It’s called Crocodoc but it surely won’t bite

This week, the tool I discovered is called Crocodoc.

It is a web application that allows you to upload Microsoft Office documents of PDF files and modify them. In fact, the functions of this web app allow you to highlight, take notes and add comments directly on the document you have uploaded. There are some tutorials online that can help you get started with the application. It’s actually really user-friendly because you don’t need to register to have access to the documents. When you upload a document in Crocodoc, the application creates an URL link for the document and that is what you share with others.
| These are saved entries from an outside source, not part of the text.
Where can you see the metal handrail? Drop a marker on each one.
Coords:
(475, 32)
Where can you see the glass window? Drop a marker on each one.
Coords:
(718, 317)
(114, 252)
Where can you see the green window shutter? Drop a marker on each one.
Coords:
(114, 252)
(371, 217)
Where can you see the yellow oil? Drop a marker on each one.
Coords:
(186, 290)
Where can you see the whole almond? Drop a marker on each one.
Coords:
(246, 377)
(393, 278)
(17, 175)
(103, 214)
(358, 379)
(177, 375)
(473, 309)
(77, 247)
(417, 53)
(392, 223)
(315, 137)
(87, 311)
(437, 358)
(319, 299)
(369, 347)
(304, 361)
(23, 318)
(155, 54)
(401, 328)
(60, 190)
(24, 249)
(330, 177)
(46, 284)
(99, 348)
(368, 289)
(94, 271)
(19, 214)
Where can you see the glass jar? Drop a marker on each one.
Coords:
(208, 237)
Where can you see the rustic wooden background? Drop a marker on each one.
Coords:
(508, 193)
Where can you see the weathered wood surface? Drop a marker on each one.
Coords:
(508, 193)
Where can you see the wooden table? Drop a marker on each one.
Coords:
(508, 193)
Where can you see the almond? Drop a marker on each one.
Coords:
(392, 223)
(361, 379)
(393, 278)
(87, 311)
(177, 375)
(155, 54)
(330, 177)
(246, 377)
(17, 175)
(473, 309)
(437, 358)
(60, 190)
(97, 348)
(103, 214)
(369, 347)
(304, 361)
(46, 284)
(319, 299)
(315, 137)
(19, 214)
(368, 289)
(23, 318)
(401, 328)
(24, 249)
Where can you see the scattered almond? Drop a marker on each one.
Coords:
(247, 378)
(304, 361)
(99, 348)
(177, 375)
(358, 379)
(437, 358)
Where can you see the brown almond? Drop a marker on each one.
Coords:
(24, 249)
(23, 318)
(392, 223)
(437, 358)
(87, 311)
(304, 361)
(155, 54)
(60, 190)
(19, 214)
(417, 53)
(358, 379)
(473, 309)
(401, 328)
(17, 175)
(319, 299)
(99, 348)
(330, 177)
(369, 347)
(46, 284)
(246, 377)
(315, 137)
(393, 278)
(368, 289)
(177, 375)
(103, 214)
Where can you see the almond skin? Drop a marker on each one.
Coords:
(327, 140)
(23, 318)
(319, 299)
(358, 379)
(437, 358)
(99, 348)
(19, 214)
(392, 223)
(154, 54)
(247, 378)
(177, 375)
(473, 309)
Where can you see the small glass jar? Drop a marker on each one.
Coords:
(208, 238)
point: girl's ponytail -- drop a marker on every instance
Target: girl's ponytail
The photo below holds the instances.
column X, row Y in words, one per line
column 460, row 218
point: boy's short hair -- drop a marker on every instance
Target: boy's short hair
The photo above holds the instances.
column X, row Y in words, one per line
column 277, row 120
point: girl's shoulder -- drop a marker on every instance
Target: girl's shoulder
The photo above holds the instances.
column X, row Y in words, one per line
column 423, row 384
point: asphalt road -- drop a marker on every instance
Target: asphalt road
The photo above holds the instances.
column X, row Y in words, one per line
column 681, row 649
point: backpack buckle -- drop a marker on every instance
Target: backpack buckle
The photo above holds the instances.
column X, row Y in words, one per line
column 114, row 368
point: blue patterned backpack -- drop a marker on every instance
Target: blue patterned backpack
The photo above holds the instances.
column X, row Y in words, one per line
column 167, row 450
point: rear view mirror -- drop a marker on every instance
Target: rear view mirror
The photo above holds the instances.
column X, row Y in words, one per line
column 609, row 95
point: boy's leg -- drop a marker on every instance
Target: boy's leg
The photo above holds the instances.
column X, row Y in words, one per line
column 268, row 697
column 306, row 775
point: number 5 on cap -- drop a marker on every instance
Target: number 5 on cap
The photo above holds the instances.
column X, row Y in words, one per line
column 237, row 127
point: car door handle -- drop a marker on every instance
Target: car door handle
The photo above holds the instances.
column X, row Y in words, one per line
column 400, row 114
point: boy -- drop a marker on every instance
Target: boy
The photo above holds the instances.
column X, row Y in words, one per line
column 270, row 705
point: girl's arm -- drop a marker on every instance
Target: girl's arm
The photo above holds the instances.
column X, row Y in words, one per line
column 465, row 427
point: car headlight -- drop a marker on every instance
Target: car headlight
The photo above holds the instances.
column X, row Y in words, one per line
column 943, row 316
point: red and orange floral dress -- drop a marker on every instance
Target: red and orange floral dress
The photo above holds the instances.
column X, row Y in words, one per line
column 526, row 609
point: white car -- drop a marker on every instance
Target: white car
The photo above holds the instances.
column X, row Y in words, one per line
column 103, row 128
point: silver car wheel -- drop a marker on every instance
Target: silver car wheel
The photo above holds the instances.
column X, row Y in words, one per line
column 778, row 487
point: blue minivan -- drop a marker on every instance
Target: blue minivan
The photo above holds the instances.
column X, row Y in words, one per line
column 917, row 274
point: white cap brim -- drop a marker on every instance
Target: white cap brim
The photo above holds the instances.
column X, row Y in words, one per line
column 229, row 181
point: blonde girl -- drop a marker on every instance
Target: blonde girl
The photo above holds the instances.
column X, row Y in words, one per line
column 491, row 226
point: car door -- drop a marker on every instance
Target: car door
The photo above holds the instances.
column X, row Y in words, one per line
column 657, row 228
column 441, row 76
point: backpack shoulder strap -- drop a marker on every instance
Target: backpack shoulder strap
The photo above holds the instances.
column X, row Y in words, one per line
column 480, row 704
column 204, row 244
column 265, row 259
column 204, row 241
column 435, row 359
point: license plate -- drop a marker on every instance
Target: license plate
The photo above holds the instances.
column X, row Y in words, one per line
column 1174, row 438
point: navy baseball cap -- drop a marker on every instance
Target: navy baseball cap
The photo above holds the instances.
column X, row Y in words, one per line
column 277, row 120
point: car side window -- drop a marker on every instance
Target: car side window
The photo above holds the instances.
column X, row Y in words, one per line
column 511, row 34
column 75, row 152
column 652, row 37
In the classroom, I could use this website to correct my students’ papers. I could use the “note” function and comment on what they are missing or what they should add. I can even directly write on their document or highlight the parts that they need to work on.

Also, as Richard Byrne mentioned, I could ask my students to use Crocodoc for peer editing. Students could leave comment on other students’ work and they could even work on a project together without constantly deleting the version of the others (as it would do with a tool like Google Docs, for example).

Also, as stated on this blog, I could use it to modify files or course notes that I would have done in the past. For example, I could add little notes on it as reminders or I could underline parts which I think I should put more emphasis on.

Finally, as I read here, Crocodoc made a major improvement from their original version. Indeed, they allowed its users to annotate websites. This is really great because I could ask my students to read information on a webpage and to give their opinion or underline the main ideas directly on the page. They could then send me the URL corresponding to their work and I could see what they did. That way, I would know if they got the information right. Of course, you can understand that the possibilities are greater if I do it that way than if I have to print all the text from the webpages and bring a copy in class for each student.

I think Crocodoc is a real time saver and I’m sure that it will become one of the most used tools for annotating documents in the future. I know I’ll start to use it right away!